This week, lots of attention in the Russian media was paid to the FIFA World Cup, which opened in Moscow on June 14. In the meantime, Vladimir Putin appointed his new administration, keeping most of its former employees, with a few curious exceptions. Finally, the U.S. Treasury sanctioned a small group of Russian entities for conducting cyber operations, but the effects of these measures are yet to be seen.

 

 Russia's Denis Cheryshev scored two goals in the 2018 FIFA World Cup opening match against Saudi Arabia. Photo: Valery Sharifulin | TASS.

 

  1. World Cup Show

With the 2018 World Cup in full swing as of June 14, experts weigh in on the significance of the championship for Russia.

  • Evgenia Albats: Football is the sublimation of war. Even in corrupt regimes, team sports thrive, not least because nationalism is the driving force of football. Paradoxically, for a lot of people, the World Cup is like a utopia—a law-regulated world that cannot be. [New Times]
  • Yevgeny Slyusarenko: Russia was awarded the 2018 World Cup in 2010—before Crimea, Donbass, MH17, Skripal and the Russian doping scandal. Russians should enjoy the carnival, which may be the last bright event in their country for a while. [Republic]
  • Gennady Gudkov: State companies spent around 200 million rubles (more than $3 million) on VIP tickets to the World Cup.

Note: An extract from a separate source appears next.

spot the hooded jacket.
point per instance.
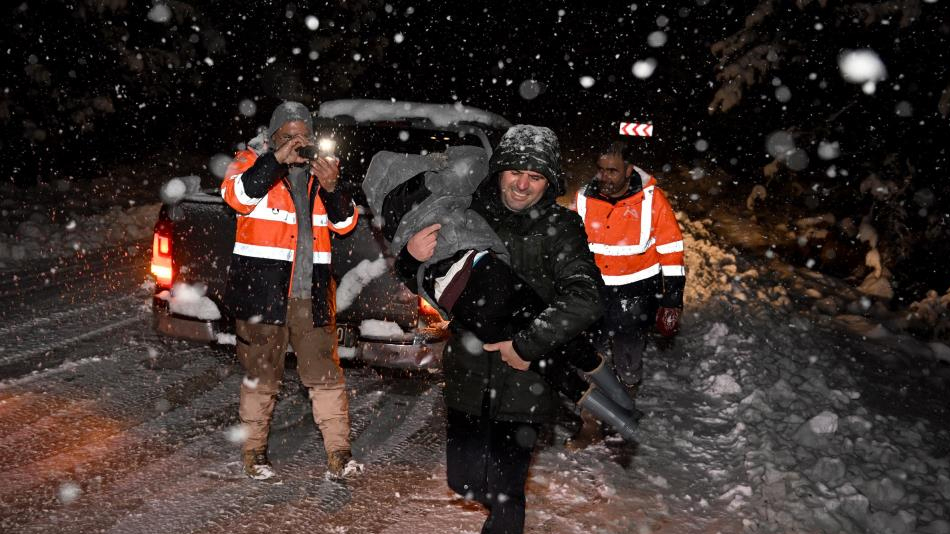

Russians and the national budget were robbed once again—it is high time that Russians understand that the state serves the bureaucratic nomenclature, not the people. [Ekho Moskvy]
  • Vladimir Mozgovoy: The Russian national team will look the worst at the championship. For years, Russia has created only the facade of reforms—why should football be any different? [Novaya Gazeta]
  • Darya Korzhova: Goldman Sachs study found that Russia has only a 33.5 percent chance of passing the first stage of the tournament—it will play Saudi Arabia, Uruguay and Egypt, all of which have higher chances of moving forward.
  • As the report reads, “Russian football may suffer from the same shortcomings as the economy: Dutch disease, the excessive role of the state, limited external integration and lack of competition.” [Vedomosti]
  • Editor’s note: with Russia’s team scoring five unanswered goals in the opening match with Saudi Arabia on June 14, Goldman Sachs’ scenario should probably be revised. 

Dig deeper:

  • Daria Baeva: FIFA isn’t only trying to protect the World Cup from counterfeit tickets—it’s also fighting for its trademarks.
  • In December 2017, more than 1,500 products at the seven Auchan supermarkets in Moscow were seized by the Russian police for the illegal use of foreign trade marks. The company was fined 100,000 rubles, but signed an agreement with the International Football Federation in May 2018 to retail licensed products.
  • Other brands have been penalized for using the FIFA logo as well. After producing smartphone cases with the words “Football Moscow ‘18” in Russian, one company found out that FIFA had copyrighted the string of words. [MBK Media]

 

  1. How New Is the Presidential Administration?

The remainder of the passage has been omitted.